I am therefore issuing a “call to duty” right across our Caribbean Community to our Parliamentarians, Government ministers, journalists, scholars, educators, Ministers of Religion, artists, and other significant interpreters and shapers of public opinion, and urging them to commence upon this critical task with earnestness. They must think about the problem, analyze it, talk and warn about it, and establish mechanisms and programmes to counteract it and to encourage our own indigenous cultural expressions.

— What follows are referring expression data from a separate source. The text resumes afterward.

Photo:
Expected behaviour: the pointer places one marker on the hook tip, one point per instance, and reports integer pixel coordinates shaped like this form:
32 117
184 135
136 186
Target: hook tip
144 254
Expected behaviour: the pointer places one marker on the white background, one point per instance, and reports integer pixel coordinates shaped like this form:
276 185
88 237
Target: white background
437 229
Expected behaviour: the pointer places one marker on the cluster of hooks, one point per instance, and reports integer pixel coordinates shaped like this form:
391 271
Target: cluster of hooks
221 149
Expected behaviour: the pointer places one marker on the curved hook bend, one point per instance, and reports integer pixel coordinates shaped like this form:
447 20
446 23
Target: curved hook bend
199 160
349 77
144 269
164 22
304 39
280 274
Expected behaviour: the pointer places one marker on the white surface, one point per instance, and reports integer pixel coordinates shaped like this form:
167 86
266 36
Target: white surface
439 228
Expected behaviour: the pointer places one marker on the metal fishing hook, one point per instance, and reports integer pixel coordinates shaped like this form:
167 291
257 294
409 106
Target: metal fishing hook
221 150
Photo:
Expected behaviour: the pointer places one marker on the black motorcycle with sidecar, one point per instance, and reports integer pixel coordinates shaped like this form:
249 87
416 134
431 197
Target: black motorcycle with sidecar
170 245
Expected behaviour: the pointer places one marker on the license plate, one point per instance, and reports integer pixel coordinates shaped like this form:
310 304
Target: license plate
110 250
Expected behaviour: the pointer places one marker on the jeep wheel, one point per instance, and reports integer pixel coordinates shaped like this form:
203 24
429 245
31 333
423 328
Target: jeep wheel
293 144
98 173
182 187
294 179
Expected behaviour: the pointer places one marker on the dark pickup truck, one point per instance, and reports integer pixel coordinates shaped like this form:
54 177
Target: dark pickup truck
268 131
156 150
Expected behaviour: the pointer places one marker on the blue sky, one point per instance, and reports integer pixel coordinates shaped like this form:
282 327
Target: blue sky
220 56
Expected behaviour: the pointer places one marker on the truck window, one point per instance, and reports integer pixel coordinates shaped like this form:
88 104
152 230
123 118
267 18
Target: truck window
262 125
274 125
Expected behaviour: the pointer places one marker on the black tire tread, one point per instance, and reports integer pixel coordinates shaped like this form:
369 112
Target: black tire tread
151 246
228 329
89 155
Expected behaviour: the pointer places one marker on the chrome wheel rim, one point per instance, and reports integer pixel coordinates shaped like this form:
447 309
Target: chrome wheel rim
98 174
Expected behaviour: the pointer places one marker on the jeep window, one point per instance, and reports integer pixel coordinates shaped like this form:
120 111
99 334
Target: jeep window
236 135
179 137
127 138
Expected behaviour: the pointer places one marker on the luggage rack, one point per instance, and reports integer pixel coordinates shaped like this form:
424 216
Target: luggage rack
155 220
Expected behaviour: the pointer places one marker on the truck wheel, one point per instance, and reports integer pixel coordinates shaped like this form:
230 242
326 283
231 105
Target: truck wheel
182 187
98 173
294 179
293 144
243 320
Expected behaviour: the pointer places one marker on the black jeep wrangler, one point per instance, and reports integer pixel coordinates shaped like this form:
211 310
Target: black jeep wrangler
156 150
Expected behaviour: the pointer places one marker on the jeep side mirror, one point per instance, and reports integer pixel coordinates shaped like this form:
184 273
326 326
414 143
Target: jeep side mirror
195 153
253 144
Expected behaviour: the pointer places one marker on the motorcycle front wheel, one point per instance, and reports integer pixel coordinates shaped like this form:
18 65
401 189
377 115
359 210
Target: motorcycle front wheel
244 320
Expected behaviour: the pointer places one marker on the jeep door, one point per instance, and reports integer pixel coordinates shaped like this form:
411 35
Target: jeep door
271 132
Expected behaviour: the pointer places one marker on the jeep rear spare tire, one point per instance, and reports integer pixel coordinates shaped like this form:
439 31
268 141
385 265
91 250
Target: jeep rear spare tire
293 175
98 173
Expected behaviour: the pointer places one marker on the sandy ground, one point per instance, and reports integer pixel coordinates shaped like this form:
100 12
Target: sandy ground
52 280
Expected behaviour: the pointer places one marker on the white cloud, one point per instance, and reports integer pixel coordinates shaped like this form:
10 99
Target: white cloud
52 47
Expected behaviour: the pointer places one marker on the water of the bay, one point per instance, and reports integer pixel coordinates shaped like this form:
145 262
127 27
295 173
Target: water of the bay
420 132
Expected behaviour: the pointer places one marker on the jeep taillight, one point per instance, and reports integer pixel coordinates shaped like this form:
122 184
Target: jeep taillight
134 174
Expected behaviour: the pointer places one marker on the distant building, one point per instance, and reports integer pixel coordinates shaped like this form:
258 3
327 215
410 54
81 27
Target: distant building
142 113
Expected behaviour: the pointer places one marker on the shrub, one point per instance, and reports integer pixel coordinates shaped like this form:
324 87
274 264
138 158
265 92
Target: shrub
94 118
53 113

Finally, let us, at the highest levels of our national political and economic governance develop a culture/philosophy/ideology/value system that is based on the notion of the “General Welfare” – the idea that every citizen matters; that no-one is to be callously discarded and left behind; and that the highest and most powerful political and economic entities of our nation must accept that they possess a responsibility for the wellbeing of every citizen.

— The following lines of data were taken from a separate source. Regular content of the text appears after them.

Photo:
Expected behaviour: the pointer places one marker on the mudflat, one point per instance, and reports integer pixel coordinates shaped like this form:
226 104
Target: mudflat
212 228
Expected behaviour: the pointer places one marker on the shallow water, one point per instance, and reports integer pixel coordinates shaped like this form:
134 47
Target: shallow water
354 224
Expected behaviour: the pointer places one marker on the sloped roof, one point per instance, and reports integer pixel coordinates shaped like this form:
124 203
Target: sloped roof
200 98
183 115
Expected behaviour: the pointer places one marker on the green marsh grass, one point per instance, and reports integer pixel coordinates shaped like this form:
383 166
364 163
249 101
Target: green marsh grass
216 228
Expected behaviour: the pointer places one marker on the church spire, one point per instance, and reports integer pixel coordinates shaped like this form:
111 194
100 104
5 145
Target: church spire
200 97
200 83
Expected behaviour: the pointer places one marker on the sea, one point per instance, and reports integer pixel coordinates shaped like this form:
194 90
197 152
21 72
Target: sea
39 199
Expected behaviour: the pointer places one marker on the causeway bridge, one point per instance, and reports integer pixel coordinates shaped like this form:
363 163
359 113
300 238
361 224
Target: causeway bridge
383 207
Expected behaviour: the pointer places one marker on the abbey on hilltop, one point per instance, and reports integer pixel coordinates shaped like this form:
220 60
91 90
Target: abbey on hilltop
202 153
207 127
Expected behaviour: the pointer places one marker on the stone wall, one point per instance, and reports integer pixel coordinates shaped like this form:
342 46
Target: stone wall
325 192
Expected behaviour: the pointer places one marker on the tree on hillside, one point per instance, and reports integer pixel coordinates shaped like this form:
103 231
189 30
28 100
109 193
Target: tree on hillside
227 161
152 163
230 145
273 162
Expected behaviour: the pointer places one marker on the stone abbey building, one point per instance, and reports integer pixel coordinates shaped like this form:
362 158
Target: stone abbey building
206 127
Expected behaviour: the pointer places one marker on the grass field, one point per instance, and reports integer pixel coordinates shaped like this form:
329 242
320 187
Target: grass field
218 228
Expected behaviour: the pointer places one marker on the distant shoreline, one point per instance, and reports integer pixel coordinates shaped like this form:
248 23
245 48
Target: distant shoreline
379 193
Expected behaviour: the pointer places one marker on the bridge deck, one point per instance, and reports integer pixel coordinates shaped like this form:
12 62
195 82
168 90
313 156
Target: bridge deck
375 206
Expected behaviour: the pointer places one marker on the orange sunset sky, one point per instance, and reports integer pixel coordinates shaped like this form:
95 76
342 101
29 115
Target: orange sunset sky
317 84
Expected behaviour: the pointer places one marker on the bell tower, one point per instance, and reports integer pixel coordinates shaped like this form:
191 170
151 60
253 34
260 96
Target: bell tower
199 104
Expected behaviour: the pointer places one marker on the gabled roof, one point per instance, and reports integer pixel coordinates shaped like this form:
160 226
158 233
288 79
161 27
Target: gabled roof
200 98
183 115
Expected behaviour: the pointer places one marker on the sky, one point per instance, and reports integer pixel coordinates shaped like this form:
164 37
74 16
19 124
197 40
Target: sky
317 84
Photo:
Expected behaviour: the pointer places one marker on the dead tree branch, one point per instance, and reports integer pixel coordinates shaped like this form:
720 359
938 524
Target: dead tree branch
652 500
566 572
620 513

We must consciously set out to champion and instil the notion that the nation belongs to each and every one of us, and that each and every citizen matters!

If this powerful idea is truly embraced as a national creed it means that we will henceforth set out in an organized way to be our brother’s and sister’s keeper, and whenever misfortune or hard times befall any segment of our population our entire society will appreciate that we all have a national duty to respond positively and help to mitigate the loss or misfortune. In other words our ambition must be to ensure that — as far as possible — no-one is alienated, ostracized, or reduced to a state of hopelessness.

These, then, are just a few initial and basic ideas around which we can begin to more consciously and determinedly structure in each CARICOM country a nationally organized response to the social pathology that is causing us such concern across the region.

I once again put them forward for consideration.

(DAVID COMISSIONG lives and works in Barbados and is a Citizen of the Caribbean.)